Load a model with an auto-generated id.

load_model(ModelId, Config)

-spec load_model(model_id(), map()) -> {ok, model_id()} | {error, term()}.

Load a model with an explicit id.

model_info(Model)

-spec model_info(model()) -> model_info().

Inspect a single loaded model. Returns the same map shape list_models/0 produces. Crashes with noproc if the model is not loaded.

models()

-spec models() -> [pid()].

List currently-loaded model pids (low-level supervisor view). Most callers want list_models/0, which returns metadata maps.

queue_depth()

-spec queue_depth() -> non_neg_integer().

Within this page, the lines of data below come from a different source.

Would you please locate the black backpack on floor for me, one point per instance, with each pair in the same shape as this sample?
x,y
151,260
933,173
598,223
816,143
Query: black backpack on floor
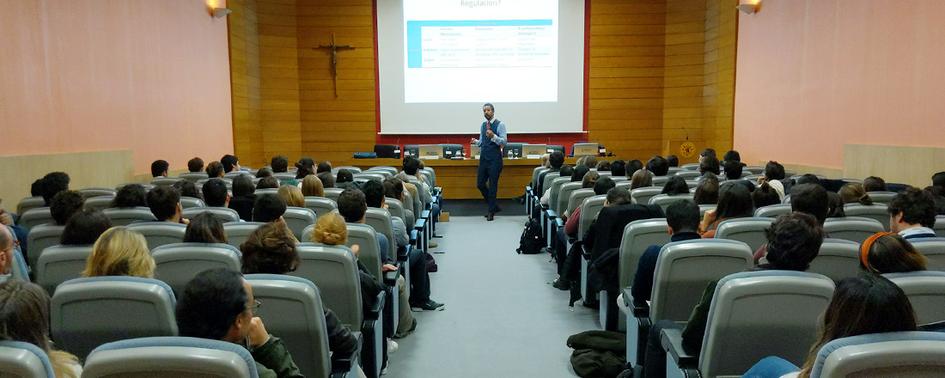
x,y
532,239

O(1) snapshot of currently-admitted streaming inference requests across all loaded models. Counts only rows registered in erllama_inflight from the infer/4 admission path; pending requests queued inside an individual model gen_statem are not included.

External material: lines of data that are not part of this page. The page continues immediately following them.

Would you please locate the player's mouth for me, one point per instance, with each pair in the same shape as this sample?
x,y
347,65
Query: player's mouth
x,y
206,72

Used by the erllama_cluster load balancer (least_loaded, power_of_two strategies) as a more accurate alternative to client-side outgoing-request counters.

set_adapter_scale(Model, Handle, Scale)

-spec set_adapter_scale(model(), term(), float()) -> ok | {error, term()}.

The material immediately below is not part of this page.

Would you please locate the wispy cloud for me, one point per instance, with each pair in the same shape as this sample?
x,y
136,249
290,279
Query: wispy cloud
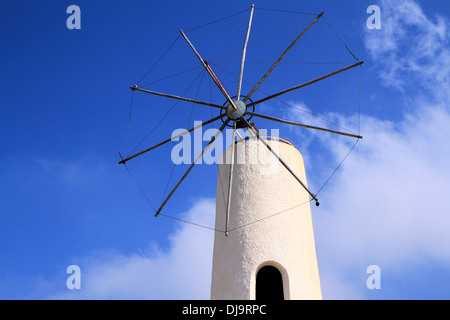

Change an attached adapter's scale. The scale is folded into the effective fingerprint, so changes split the cache namespace.

shutdown(Model)

-spec shutdown(model()) -> ok.

Fire a shutdown save synchronously and return. Called from a release stop hook; bounded by evict_save_timeout_ms.

status(Model)

-spec status(model()) -> idle | prefilling | generating.

Current model state. idle means no request is in flight; prefilling and generating are the two active phases.

tokenize(Model, Text)

-spec tokenize(model(), binary()) -> {ok, [erllama_nif:token_id()]} | {error, term()}.

Tokenise text against a loaded model's tokenizer. Safe to call concurrently with complete/2,3.

unload(Model)

-spec unload(model()) -> ok | {error, term()}.

Unload a model. Terminates the gen_statem cleanly.

unload_adapter(Model, Handle)

-spec unload_adapter(model(), term()) -> ok | {error, term()}.

Detach and free a previously loaded adapter. Idempotent.

unload_model(Model)

-spec unload_model(model()) -> ok | {error, term()}.

Alias for unload/1. Provided for API symmetry with load_model/1,2 and the OpenAI/Ollama-style naming used by downstream HTTP servers.

verify(ModelId, PrefixTokens, Candidates, K)

-spec verify(model_id(), [erllama_nif:token_id()], [erllama_nif:token_id()], pos_integer()) ->
                {ok, non_neg_integer(), erllama_nif:token_id() | eos} | {error, term()}.

Speculative-decoding verifier. Runs PrefixTokens ++ Candidates (truncated to K candidates) through the model in a single forward pass with per-position argmax, returns the longest accepted prefix length and the model's own next token after it.

Behaviour:

  • The verifier model gen_statem is locked for the duration of the call; concurrent infer/4 requests on the same model return {error, busy}. Verify only proceeds when the model is idle.
  • The context's KV cells are mutated during the forward pass but restored before return: post-call the seq_id=0 KV ends at the same length the caller had before, with logits buffered for the last prefix token (so a follow-up decode_one is immediately valid). The caller's pre-call decode_ready flag is not preserved; after verify the context is always ready to sample.
  • An empty PrefixTokens returns {error, empty_prefix} because the acceptance and NextToken indexing both require at least one prefix token.
  • NextToken may be the atom eos if the verifier's argmax at the relevant position is an end-of-generation token; map it to terminate the decode loop.

Used by the upcoming erllama_cluster speculative-decoding strategy after draft_tokens/3.

vram_info()

-spec vram_info() ->
                   {ok,
                    #{total_b := non_neg_integer(),
                      free_b := non_neg_integer(),
                      used_b := non_neg_integer()}} |
                   {error, atom()}.

VRAM probe across all loaded ggml backends. Sums free / total bytes across non-CPU devices (GPU, integrated GPU, accelerator). Returns {error, no_gpu} on a CPU-only build rather than reporting a fake number; the caller should fall back to a system memory probe of its own choosing in that case.

Used by the erllama_cluster scheduler for bin-packing model placement.